Joint Meeting Pacific Section, AAPG & Cordilleran Section GSA April 29–May 1, 2005, San José, California
Deformation of the Miocene-Pliocene Muddy Creek Formation, Southern Nevada: Lake Mead Fault System, Salt Tectonics, or Both?
Andrew D. Hanson1, Peter A. Druschke1, Robyn A. Howley1, Nathan R. Suurmeyer1,
Bud Benneman1, Martin B. Erwin2, and B. T. Mclaurin1
1 Department of Geoscience, University of Nevada Las Vegas, 4505 South Maryland Parkway, Box 454010, Las Vegas, NV 89154-4010, [email protected]
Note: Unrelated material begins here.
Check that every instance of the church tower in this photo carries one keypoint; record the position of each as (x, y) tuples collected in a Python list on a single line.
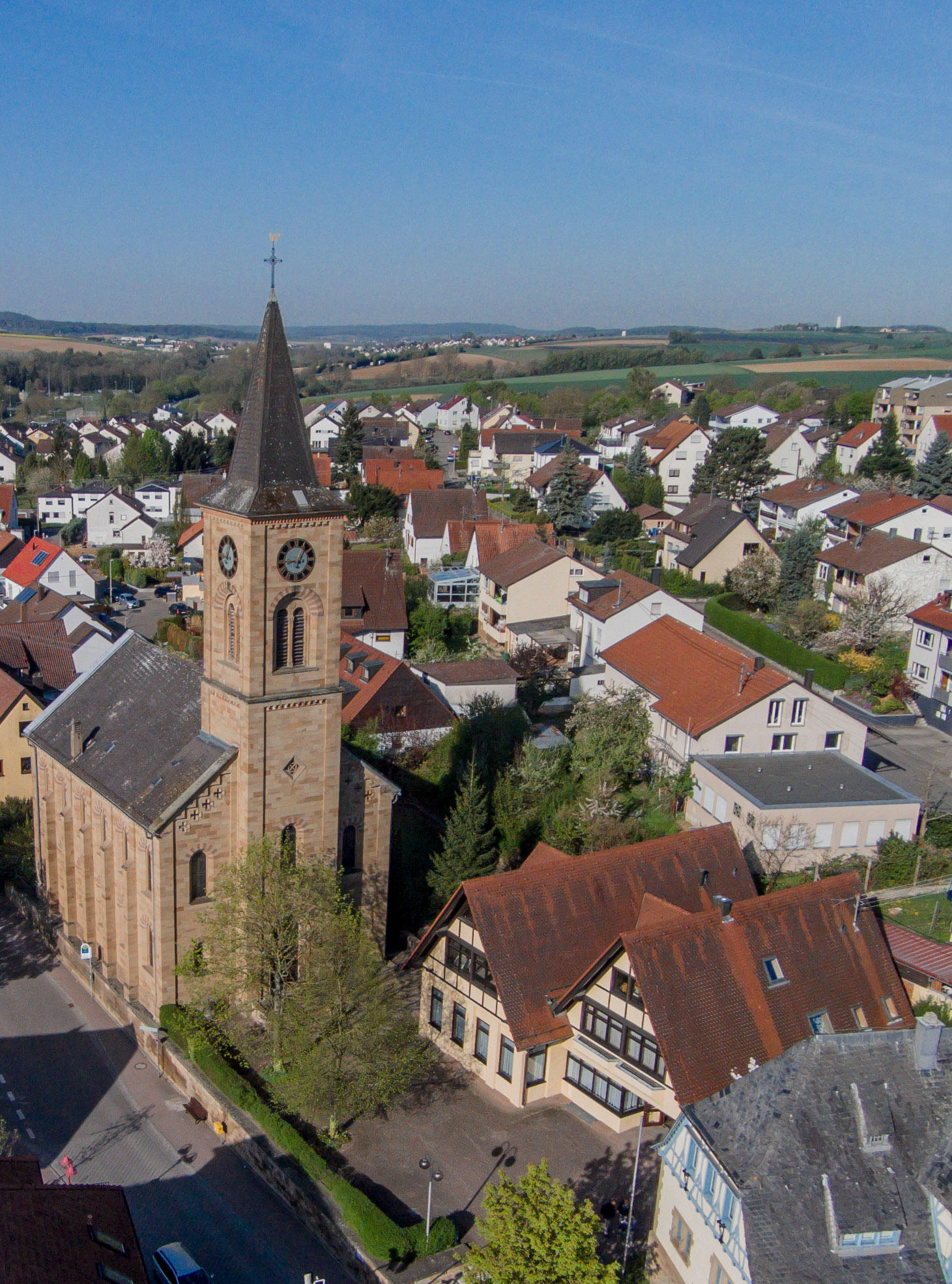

2 Department of Biological Sciences, Univ of Nevada Las Vegas, 4505 Maryland Parkway, Las Vegas, NV 89154-4004
Our research indicates that the uppermost Miocene-Pliocene Muddy Creek Formation (MCF) within the Overton sub-basin was syntectonic and related to the Lake Mead fault system (LMFS), salt tectonics, or both. Previous studies hypothesized that the MCF is post-tectonic infill of middle Miocene extensional basins, but our work invalidates this hypothesis. Our interpretations are based on field observations including measurement of 12 stratigraphic sections, as well as provenance, paleocurrent, and structural data collected near The Narrows of the Virgin River SE of Overton, Nevada. The results indicate that the MCF is comprised of sand-dominated fluvial redbeds with dominantly southward paleoflow, unconformably capped by pebble to boulder conglomerates. An ash layer near the top of the redbeds contains abundant sanidine and is being prepared for Ar/Ar analyses. Previous K-Ar analyses of an ash, in a similar stratigraphic position within the MCF further to the north, yielded an age of approximately 5Ma. The upper MCF redbeds are therefore presumed to be Pliocene in age. The MCF redbeds near The Narrows are folded with dips as steep as 45o, but capping conglomerates fan from similarly steep dips to near horizontal within the span of a few tens of meters. MCF beds contain a syntectonic syncline/anticline pair south of a large (~2km diameter) circular depression near the Virgin River delta. Normal and strike-slip faults cut the MCF, as well as Pliocene-Quaternary(?) petrocalcic soil horizons developed atop the conglomerates. These faults, the aforementioned folds, and the close proximity of the Hen Spring fault of the LMFS, indicate a possible link between MCF deformation and movement along the LMFS since the Pliocene(?). South of the study area domal salt structures cropped out in areas now inundated by Lake Mead and thick subsurface Neogene salt has been documented. Therefore, salt may have extended under the study area, became diapiric, and evacuated during the Pliocene(?). The depression mentioned above might be the site of a collapsed/dissolved diapir. Subsidence adjacent to such a diapir could have produced the fanning of dips in the MCF. Therefore, salt tectonics may have played a key role in Neogene deformation of the area. MCF deformation appears to be related to LMFS deformation, salt tectonics, or a combination of both.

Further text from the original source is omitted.